I know that there is so much more to life than simply existing. I know that life is full of challenges and setbacks and the most important thing is to just keep going. Even when nothing makes sense. I have learned to just trust God because His plan is ALWAYS better than your own, in the end. I know that I’ve wasted far too much time worrying about the future, that I forgot how to live in the present.
I know that life is far too short, so figuring out what’s important is the real key to happiness. And I still struggle with this balance. I know that good friends are worth their weight in gold, that true friends will be there no matter how many months or years pass!!
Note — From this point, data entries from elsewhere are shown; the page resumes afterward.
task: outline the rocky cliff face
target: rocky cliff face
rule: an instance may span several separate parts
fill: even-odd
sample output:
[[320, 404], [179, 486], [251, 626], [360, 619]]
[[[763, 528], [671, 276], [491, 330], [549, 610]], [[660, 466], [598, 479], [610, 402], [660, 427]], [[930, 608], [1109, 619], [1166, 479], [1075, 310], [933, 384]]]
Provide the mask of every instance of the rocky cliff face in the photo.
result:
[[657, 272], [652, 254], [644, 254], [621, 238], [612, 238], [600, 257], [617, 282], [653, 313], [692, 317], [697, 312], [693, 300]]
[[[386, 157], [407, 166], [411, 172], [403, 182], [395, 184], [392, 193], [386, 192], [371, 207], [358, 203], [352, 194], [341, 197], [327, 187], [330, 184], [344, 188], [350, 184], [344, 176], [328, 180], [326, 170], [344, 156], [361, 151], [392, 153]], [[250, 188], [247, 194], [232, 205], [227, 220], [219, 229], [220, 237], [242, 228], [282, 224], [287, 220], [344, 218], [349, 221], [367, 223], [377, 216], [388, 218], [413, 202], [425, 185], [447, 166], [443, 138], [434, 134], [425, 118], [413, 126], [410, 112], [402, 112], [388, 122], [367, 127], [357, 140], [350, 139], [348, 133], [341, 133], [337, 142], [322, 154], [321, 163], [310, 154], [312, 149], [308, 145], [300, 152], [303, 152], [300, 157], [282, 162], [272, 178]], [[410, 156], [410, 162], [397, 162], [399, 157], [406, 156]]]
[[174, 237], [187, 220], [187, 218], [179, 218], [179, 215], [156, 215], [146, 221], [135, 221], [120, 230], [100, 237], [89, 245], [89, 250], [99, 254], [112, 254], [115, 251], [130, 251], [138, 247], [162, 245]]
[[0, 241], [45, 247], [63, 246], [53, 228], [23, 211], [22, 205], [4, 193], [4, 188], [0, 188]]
I know that it’s okay to fail and fall flat on your face. But it’s equally important to learn from those failures and get back up again. I’ve learned that’s it’s better to forgive than to hold onto grudges. Because honestly, you never know what’s going on in someone else’s life. I also learned that someone else’s actions are a reflection of them and not you.
I know that it’s okay to not be okay. I know that my good qualities outweigh my bad, that I’m not perfect but I’m learning. And that for the first time in my whole life I am more me than I have ever been. Unapologetically.
I know that I’ve accomplished + achieved so many wonderful things in my 40 years. None of which I ever give myself enough credit for. But the thing I am most proud of is being a mom to these five crazy people. It will forever be my greatest accomplishment. And I am grateful, every second of every day, that they are mine and I am theirs.
Life is not easy. It’s not meant to be. But sitting here today at forty years old, I feel so grateful to be here. To be able to watch my kids grown up and have the chance to raise them. I might not feel older or “changed” but I do know I’m everything I was supposed to be, and I am looking forward to seeing what the future has in store for all of us.
. . .
Thank you for all the birthday wishes!